• "Sovereign" AI on Mac Studio cluster / RDMA (Mac OS 26.2)

    From Alan Browne@bitbucket@blackhole.com to comp.sys.mac.system on Sun Dec 21 13:48:17 2025
    From Newsgroup: comp.sys.mac.system


    Apple have recently, and quietly, released a Thunderbolt software
    upgrade in OS 26.2 called RDMA, to allow very rapid communication
    amongst a cluster of 4 Mac Studios - virtually addressing memory in its partner computers and v-v.

    This is a very expensive setup (shy of US$40K) for Joe Budget, but for a
    small AI firm, or university w/o the bigger budgets, it's attainable.

    And certainly sips power for the performance delivered.

    The following tech youtubers try it out with different approaches to
    their testing.

    https://youtu.be/x4_RsUxRjKU (Jeff Geerling's channel)

    and

    https://youtu.be/4l4UWZGxvoc (Jakku - a little "enthusiastic" - but he
    goes through more AI configs and comparisons)

    In both these cases it appears Apple have lent them the kits to try out
    for a couple months.

    The "glue" s/w in both cases (exo) is still not perfectly baked but
    seems to be improving on a near daily basis. (Open source - not clear
    what their collab with Apple is but Jeff Geerling points out that some
    secrecy issues taint this "open source" project - possibly due to
    working with Apple). Also the variety of LLM's available so far is
    limited (so far) for reasons I don't recall.
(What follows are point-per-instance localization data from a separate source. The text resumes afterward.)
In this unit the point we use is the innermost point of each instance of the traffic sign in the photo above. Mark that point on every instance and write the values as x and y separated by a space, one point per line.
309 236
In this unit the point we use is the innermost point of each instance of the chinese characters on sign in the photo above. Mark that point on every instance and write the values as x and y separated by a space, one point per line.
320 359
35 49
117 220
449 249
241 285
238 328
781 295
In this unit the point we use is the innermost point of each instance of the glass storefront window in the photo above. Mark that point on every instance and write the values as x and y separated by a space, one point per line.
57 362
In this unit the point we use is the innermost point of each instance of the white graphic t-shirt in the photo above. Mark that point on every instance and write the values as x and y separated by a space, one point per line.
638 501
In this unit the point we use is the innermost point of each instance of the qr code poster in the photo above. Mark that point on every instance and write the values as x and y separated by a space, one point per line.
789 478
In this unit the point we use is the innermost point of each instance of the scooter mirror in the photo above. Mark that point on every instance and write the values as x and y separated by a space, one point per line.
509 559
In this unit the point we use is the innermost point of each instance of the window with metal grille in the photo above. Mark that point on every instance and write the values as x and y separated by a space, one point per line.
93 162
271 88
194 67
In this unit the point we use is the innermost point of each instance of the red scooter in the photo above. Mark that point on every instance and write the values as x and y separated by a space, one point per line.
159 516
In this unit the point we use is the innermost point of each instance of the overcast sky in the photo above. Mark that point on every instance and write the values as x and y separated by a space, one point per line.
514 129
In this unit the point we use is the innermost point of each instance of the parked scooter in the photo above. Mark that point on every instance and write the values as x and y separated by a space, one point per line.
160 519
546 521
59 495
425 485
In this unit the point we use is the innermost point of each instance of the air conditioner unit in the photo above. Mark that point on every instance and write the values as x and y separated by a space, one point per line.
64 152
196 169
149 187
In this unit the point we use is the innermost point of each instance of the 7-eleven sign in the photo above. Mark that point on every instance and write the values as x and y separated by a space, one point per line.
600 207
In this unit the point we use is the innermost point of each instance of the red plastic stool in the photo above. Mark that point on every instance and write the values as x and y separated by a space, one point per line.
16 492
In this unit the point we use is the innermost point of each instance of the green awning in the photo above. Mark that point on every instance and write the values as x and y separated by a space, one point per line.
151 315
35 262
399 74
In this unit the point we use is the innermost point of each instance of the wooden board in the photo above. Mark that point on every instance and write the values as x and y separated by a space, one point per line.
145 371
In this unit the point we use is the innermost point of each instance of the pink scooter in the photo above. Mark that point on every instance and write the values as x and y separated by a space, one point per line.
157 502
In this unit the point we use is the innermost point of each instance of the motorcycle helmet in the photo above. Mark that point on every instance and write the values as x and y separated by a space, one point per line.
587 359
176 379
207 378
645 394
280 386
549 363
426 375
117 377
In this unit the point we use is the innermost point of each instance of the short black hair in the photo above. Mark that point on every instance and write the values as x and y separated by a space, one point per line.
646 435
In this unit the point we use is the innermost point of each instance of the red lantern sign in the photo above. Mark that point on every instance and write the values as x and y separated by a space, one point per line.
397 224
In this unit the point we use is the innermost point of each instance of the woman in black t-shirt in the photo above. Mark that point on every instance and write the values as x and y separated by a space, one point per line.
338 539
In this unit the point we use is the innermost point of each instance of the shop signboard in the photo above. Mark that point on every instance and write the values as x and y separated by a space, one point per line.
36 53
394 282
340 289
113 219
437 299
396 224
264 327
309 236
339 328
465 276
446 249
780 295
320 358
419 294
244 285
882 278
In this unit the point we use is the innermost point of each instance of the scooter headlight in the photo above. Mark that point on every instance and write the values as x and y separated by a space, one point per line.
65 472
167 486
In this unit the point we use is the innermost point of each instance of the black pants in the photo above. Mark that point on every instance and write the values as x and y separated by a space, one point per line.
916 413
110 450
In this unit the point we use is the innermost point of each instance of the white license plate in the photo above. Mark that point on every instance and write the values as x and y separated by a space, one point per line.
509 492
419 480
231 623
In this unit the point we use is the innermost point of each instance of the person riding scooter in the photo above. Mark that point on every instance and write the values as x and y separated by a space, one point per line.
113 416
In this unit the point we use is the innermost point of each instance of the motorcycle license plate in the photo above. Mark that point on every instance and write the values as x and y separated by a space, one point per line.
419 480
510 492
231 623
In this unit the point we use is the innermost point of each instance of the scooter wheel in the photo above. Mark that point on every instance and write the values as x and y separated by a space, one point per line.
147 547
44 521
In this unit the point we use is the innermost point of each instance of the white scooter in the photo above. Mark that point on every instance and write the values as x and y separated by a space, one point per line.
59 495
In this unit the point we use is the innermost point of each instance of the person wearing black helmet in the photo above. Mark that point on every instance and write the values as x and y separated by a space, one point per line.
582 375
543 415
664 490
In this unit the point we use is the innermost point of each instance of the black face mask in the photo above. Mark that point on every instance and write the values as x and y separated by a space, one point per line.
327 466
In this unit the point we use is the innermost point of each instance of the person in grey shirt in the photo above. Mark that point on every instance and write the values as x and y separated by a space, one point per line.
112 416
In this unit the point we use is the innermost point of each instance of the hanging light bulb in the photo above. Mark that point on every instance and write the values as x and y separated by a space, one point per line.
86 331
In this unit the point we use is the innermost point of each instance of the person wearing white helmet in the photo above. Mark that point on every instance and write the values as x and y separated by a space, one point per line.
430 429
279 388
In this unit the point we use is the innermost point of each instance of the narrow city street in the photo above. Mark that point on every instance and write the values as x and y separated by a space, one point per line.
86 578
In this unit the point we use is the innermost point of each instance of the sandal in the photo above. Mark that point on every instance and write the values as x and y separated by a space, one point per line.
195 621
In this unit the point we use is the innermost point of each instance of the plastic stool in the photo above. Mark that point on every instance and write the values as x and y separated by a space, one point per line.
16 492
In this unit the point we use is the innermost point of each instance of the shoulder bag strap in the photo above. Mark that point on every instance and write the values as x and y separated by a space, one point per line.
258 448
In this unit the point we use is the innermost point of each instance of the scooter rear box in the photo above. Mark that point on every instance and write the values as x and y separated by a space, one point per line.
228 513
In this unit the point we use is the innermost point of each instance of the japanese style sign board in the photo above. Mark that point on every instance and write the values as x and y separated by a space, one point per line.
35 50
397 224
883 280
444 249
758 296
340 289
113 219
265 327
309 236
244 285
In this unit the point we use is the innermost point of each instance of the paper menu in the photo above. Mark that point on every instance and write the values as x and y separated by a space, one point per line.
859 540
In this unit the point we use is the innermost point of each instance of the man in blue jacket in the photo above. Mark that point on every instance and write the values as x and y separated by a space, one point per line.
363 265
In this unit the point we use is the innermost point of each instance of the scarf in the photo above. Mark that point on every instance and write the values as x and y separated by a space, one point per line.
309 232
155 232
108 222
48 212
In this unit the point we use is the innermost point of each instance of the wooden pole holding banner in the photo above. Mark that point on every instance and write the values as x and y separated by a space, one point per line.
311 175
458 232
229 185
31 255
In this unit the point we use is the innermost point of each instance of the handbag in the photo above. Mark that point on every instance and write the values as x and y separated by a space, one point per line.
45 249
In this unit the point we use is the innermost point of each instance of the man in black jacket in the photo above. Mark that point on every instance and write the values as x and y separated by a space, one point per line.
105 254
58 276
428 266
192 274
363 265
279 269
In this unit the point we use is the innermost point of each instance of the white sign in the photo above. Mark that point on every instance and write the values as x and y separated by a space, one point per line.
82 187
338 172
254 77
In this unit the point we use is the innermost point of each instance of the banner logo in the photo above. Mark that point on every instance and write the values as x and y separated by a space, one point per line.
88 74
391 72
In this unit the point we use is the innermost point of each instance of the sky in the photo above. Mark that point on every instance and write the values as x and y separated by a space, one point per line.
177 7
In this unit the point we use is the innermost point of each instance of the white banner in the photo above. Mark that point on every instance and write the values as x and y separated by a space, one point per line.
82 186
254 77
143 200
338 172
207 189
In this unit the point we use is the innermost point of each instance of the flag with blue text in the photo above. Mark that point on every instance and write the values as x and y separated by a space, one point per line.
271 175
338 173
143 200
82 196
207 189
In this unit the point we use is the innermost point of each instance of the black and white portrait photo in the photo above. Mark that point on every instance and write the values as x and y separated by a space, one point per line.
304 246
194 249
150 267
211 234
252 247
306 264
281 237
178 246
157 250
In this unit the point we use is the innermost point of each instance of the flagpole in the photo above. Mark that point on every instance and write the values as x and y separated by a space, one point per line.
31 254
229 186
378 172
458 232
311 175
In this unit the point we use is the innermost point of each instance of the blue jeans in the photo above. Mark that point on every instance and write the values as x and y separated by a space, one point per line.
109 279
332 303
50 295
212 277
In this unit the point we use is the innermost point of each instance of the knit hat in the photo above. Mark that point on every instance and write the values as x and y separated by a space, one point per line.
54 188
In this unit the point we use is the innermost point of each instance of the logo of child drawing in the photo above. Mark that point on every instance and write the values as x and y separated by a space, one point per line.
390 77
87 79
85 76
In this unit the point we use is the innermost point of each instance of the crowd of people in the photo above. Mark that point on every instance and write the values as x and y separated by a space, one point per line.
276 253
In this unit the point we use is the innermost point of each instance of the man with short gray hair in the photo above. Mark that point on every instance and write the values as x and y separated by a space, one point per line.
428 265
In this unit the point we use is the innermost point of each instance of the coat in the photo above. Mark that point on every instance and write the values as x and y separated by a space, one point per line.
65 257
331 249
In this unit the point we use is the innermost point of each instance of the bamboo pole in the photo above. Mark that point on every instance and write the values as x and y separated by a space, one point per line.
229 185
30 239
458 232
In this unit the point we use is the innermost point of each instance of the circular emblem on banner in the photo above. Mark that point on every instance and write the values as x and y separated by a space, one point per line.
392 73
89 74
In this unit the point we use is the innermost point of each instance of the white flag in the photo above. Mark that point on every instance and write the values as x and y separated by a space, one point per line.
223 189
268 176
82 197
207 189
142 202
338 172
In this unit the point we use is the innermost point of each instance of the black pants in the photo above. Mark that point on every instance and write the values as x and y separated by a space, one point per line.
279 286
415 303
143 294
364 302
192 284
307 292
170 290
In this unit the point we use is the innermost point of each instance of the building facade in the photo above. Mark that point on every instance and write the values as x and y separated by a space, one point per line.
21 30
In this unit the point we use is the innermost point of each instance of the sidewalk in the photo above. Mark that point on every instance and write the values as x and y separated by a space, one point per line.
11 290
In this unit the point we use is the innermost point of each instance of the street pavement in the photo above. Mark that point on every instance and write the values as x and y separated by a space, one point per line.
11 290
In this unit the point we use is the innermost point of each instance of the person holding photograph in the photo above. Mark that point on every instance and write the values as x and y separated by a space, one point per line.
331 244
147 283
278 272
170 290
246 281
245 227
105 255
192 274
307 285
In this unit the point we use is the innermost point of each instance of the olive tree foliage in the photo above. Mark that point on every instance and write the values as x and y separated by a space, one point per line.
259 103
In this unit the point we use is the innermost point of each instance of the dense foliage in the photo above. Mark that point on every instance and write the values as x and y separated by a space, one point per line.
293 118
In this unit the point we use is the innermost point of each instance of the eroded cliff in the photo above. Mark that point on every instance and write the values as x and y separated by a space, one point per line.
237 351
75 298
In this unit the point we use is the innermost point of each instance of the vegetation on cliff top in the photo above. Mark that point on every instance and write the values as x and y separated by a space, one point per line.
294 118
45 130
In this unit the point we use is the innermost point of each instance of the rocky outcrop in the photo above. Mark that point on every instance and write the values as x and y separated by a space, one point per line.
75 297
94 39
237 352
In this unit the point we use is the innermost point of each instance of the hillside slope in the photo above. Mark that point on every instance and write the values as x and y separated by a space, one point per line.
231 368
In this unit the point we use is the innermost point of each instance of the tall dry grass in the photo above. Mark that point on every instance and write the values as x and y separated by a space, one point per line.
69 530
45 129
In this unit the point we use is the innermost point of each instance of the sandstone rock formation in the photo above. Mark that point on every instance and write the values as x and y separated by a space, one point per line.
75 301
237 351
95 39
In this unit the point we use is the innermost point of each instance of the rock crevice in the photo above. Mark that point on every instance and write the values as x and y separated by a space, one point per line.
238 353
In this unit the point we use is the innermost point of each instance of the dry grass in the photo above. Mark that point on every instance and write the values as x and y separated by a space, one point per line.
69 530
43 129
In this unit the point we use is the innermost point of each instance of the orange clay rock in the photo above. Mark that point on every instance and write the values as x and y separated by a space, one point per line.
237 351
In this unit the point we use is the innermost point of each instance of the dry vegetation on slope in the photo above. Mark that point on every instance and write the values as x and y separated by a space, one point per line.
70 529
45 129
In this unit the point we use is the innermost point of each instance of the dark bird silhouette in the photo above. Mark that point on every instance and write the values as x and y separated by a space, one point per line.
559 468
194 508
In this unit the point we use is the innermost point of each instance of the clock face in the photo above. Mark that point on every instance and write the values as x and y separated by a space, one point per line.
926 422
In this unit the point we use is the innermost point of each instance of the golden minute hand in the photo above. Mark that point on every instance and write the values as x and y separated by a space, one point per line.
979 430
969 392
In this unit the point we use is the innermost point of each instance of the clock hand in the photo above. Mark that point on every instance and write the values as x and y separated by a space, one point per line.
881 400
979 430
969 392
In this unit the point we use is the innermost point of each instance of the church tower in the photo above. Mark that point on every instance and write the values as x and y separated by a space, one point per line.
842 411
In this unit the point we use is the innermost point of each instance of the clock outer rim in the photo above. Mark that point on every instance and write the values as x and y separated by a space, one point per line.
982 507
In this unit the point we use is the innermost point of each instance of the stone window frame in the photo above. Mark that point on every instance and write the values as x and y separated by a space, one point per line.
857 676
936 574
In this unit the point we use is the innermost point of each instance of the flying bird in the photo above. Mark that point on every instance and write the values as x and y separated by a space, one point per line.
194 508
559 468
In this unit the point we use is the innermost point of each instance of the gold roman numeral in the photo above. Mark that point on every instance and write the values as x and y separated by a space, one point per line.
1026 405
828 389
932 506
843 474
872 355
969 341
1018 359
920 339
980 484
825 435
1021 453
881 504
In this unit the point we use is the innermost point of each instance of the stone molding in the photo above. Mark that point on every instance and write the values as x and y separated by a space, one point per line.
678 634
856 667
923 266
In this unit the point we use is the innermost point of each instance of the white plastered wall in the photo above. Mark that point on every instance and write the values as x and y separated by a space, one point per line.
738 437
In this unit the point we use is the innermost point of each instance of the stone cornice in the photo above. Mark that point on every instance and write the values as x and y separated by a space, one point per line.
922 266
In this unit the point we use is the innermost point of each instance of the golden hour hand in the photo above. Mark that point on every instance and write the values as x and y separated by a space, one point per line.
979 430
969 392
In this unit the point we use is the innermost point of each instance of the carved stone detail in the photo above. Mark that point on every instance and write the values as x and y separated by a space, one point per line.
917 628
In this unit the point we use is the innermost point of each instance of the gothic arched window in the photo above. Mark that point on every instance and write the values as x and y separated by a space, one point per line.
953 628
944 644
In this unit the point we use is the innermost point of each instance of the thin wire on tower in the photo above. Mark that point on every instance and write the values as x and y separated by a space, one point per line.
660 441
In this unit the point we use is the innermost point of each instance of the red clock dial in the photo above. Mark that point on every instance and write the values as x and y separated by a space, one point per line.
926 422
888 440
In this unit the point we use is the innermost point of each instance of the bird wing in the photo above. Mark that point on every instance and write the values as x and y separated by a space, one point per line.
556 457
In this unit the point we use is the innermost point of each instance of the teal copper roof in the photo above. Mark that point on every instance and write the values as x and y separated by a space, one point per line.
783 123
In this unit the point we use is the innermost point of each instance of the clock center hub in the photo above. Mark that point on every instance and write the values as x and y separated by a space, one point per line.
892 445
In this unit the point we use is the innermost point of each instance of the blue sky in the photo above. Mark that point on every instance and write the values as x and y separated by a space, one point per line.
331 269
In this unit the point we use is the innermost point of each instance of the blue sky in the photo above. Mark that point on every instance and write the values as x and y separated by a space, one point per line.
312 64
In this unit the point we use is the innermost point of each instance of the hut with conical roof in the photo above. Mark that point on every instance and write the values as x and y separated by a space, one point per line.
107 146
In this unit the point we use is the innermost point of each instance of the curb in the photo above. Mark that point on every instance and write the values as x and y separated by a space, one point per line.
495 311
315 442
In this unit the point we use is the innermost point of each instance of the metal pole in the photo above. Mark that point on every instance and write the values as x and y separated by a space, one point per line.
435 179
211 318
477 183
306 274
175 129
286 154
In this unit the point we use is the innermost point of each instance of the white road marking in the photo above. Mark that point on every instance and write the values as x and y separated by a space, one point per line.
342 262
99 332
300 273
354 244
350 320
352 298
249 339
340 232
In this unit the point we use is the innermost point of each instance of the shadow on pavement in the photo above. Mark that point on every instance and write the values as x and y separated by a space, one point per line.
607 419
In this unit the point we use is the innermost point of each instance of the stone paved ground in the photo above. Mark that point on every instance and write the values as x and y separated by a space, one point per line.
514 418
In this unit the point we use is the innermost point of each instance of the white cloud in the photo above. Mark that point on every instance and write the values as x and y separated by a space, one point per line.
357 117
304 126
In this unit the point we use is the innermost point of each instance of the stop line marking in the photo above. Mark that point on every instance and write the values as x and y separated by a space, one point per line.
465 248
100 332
    The models are massive with 10's of billions of parameters and crowding
    the 1T parameter space.

    An Indian tech writer has a nice spin on all this for countries w/o the
    cash to play in Big-AI or other issues preventing some classes of data
    from leaving India for overseas servers. (Personal, medical, military, government, etc....) https://cxotoday.com/news-analysis/did-apple-just-quietly-give-startups-a-way-to-run-trillion-parameter-ai-models-without-touching-the-cloud/

    I'm not a "fan" of AI, but it's prudent to learn about it, play with it
    a little and understand its abilities. I do use it - cautiously - to translate long text into French (and most models can adjust style and
    tone for regional (say France v. Québec), formal, informal, technical,
    etc. Then of course I read the French v. carefully - mistakes and mis-translations do occur (and such lead to context changes as well - if
    not flat out borking the meaning of the text)).

    If you're into the "big math" involved in LLM's, I'd suggest YouTube
    channels:
    3Blue1Brown and Welch Labs. Outstanding presenters and graphics.